ジオ点描    放電現象である雷において、稲光の後しばらくしてから雷鳴が聞こえることは誰でも経験していることであり、光の速度が音の速度より速いために起こる現象である。出発点が同じであっても伝わる速度が異なれば到達時間が異なるだけのことであり、これと同じことが大地のずれていく速度と揺れの伝わる速度にもあてはまり、地震波が到達した後に断層のずれが到達しただけのことである。
文献
  • 写真 関市中野における梅原地震断層の断層崖
    (撮影:木澤慶和)
    写真 準備中
    濃尾地震
    濃尾地震は根尾谷断層系の温見(ぬくみ)断層、根尾谷断層、梅原断層などが同時に動いたことで発生し、活断層型(直下型)地震としては国内で最大級の規模をもつ地震である。明治時代に入ってから起こったこともあり、大地に現れた地震断層ばかりでなく、被害の状況も詳細な記録として残されている。この地震により、美濃地方で死者4,889人、負傷者12,311人、全壊70,048戸、半壊30,994戸という被害がもたらされた。全国規模でも、死者7,273人という多大な被害を受けたばかりでなく、当時としての先端技術であった鉄道や煉瓦作りの建物に甚大な被害を受けたことで、富国強兵に邁進していた明治政府にとって大きな打撃となった。この災害を契機として耐震構造への関心が強まり、その研究が大きく進展していったり、この地震後に震災予防調査会が設置され、日本における本格的な地震研究がスタートした。
    根尾谷断層系
    「根尾谷断層系」は、全長約80kmにもおよぶ長大な活断層群の総称であり、何本もの活断層で構成された長大な活断層帯を形成している。それらのうち、岐阜・福井県境の能郷(のうご)白山(標高1617m)付近から根尾川沿いに南下して岐阜市北端部へ至る、おおよそ1本の断層線で示される活断層を「根尾谷断層」と呼ぶ。根尾谷断層系の活断層にほぼ沿って1891(明24)年に動いた地震断層群の総称を「濃尾地震断層系」と呼び、そのうちの1本として根尾谷断層も動き「根尾谷地震断層」を形成した。根尾谷断層系は、何回も活動を繰り返してきた中でとりあえず最後の大きな活動として濃尾地震断層系を形成し、そのときの震動が濃尾地震である。

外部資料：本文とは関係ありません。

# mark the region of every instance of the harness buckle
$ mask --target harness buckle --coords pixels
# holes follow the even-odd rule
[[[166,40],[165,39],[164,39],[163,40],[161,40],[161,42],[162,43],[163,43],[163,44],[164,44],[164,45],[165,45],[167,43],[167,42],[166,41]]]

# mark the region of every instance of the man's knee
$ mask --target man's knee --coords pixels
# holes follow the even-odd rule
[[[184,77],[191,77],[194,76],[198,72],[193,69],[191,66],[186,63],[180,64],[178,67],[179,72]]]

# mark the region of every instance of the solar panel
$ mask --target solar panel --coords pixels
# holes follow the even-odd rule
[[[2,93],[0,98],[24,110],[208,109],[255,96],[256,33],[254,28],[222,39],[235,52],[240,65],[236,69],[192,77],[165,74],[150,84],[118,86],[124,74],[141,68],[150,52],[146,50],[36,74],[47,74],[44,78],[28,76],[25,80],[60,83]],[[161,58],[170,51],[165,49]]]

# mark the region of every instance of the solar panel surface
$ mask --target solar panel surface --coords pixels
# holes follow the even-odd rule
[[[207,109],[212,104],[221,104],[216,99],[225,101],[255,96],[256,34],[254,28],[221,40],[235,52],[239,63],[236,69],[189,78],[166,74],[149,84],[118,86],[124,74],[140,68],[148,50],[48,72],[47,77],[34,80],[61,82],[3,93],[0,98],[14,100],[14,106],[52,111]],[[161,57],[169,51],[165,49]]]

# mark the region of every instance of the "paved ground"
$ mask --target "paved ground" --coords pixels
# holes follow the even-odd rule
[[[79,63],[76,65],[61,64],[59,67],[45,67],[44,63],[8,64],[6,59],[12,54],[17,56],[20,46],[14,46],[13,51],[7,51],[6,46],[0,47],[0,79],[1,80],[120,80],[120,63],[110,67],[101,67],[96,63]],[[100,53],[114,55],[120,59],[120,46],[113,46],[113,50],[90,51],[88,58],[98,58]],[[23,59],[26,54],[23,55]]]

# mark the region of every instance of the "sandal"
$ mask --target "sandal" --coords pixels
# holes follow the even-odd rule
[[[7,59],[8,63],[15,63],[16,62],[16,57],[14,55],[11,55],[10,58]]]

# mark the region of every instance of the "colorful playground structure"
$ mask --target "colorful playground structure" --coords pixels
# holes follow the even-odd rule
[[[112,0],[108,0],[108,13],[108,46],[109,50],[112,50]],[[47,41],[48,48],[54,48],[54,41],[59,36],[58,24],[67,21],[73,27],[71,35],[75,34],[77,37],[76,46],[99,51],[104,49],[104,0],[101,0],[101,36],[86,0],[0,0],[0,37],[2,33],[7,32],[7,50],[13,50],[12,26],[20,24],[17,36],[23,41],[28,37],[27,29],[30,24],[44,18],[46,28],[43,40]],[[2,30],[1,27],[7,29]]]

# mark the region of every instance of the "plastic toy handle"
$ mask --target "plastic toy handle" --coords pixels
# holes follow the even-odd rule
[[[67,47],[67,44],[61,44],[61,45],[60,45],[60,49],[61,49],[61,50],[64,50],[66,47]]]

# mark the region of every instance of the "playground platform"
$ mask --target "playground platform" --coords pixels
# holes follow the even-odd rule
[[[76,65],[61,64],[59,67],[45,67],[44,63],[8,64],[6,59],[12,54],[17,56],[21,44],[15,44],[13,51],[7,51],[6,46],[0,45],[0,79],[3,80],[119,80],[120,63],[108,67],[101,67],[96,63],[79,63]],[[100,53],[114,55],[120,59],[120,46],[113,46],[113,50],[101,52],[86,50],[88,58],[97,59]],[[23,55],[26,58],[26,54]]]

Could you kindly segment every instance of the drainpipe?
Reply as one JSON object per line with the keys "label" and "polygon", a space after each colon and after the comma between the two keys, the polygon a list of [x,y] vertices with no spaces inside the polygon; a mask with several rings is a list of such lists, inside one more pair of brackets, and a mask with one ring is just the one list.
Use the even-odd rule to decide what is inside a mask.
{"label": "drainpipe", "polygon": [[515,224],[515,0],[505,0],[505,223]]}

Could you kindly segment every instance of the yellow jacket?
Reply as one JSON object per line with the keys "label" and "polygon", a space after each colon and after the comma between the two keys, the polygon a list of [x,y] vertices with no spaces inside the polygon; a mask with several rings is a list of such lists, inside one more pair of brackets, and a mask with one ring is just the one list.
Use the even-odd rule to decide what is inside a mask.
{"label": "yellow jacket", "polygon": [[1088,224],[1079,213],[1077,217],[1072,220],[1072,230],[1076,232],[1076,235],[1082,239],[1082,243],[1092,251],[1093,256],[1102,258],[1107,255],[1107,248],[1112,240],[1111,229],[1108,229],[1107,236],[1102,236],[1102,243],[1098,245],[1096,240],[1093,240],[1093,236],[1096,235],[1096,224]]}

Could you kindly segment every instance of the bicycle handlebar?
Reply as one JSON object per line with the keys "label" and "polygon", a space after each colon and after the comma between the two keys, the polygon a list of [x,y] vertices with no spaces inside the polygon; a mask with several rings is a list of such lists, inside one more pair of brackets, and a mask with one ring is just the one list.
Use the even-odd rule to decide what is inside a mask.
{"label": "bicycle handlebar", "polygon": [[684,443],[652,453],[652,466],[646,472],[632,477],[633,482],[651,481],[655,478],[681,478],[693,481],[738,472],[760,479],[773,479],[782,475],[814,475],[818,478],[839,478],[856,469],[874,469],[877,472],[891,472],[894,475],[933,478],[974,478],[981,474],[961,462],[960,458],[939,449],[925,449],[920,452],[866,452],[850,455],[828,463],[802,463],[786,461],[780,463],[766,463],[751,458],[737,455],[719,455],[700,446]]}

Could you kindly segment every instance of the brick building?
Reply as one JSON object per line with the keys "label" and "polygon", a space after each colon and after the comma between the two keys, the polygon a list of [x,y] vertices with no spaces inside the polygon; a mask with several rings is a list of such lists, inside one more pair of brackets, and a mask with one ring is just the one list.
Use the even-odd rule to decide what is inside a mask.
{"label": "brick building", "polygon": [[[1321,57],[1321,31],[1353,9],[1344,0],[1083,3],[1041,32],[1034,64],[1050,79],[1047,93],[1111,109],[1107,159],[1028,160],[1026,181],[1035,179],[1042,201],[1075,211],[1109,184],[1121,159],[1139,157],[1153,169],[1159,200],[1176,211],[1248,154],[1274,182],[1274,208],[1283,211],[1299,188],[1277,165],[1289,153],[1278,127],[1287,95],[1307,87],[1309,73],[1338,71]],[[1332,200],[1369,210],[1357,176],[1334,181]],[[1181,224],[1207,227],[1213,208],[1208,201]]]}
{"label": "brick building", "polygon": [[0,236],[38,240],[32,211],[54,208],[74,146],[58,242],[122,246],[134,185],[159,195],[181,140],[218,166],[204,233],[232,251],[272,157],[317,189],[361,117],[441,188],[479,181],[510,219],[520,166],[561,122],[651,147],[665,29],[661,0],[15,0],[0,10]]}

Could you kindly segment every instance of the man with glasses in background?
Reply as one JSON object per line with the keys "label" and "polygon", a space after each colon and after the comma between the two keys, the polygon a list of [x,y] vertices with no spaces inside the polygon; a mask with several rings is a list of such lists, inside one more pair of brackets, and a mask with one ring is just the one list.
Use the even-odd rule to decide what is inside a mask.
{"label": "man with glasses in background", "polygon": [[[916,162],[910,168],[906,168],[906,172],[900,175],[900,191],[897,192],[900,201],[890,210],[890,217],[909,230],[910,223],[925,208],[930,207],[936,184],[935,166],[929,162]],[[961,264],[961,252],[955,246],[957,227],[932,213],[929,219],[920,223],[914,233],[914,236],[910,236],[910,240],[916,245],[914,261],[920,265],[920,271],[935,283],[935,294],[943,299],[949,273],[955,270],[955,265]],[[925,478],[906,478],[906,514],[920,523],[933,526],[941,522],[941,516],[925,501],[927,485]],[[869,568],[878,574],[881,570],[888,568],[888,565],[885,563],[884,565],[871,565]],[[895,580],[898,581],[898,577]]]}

根尾谷断層系を構成する各活断層は今後も活動し続けるはずであり、決して最後ではないから、濃尾地震断層系は“とりあえず最後の活動”となる。
    梅原断層
    梅原断層は根尾谷断層系の南東端を構成し、山県市南東部から岐阜市北東部、関市南部を経て坂祝(さかほぎ)町に至る全長約35kmにわたって延びる。ただし、根尾谷断層と異なり、ほとんどの地域で沖積層の下を通過しているため、それに隠されて実態は把握しにくかった。1891(明24)年に濃尾地震を起した際に形成された梅原地震断層が旧伊自良村から関市を経て美濃加茂市に至る低地に沿って変位を生じさせたことで、その位置が明確になった。梅原地震断層は根尾谷地震断層と同時に動いているが、性格はかなり異なり、全体を通じて横ずれ運動よりも南西側を隆起させる縦ずれ運動が卓越しており、その量は最大で約2.4mであった。